Rivian cuts jobs, sees annual production far below estimates

Rivian said on Wednesday it would cut its workforce by 10% and forecast EV production this year that widely missed estimates, hurt by downtime for factory upgrades and slowing demand for electric vehicles due to high interest rates.

Shares of the company tumbled about 17% in extended trading after Rivian said it expects to produce 57,000 vehicles in 2024, well below estimates of 81,700 units, according to eight analysts polled by Visible Alpha. It produced 57,232 vehicles last year.

“We firmly believe in the full electrification of the automotive industry, but recognize in the short-term, the challenging macro-economic conditions,” CEO RJ Scaringe said in a statement on Wednesday.

Amazon.com-backed Rivian has been burning through cash to ramp up production of its R1S SUV and R1T pickup trucks as it spends on building a new factory in Georgia and loses thousands of dollars on every vehicle it builds.

The company’s cash burn comes at a time when demand for EVs has slowed, with Tesla

CEO Elon Musk warning that high interest rates are making cars unaffordable.

After shying away from reducing the price of its vehicles last year despite a price war sparked by Tesla, Rivian this month cut the price of its R1T pickup trucks and R1S SUVs by $3,100.

Meanwhile, Lucid also forecast production for 2024 that was much lower than Wall Street’s expectations, even after it cut prices of its Lucid Air luxury electric sedans last week.

Rivian’s cash and cash equivalents were $7.86 billion at the end of the December-quarter, compared with $7.94 billion in the preceding three-month period.

It also recorded a 10% fall in deliveries in the fourth quarter, missing estimates, citing lack of deliveries to Amazon in the three-month period to focus on the holiday period.

However, revenue for the October-December period stood at $1.32 billion, above Wall Street estimates of $1.26 billion, according to LSEG data.
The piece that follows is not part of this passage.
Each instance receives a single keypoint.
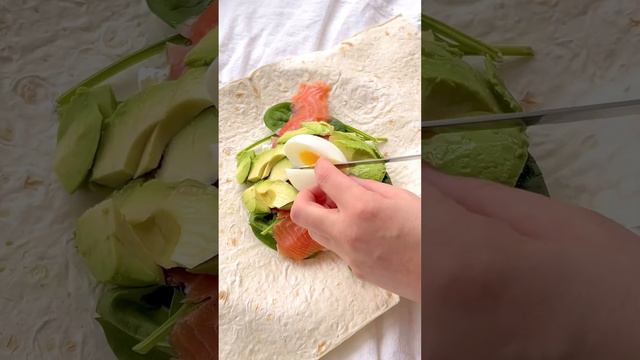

Rivian has been posting a loss on every vehicle it sells and expects to record its first quarter of positive gross margin later this year.

The company’s R2 platform, which is expected to be cheaper and smaller, is set to be unveiled early next month.

The company reported a net loss of $1.52 billion for the fourth quarter ended Dec. 31, compared with a loss of $1.72 billion a year earlier.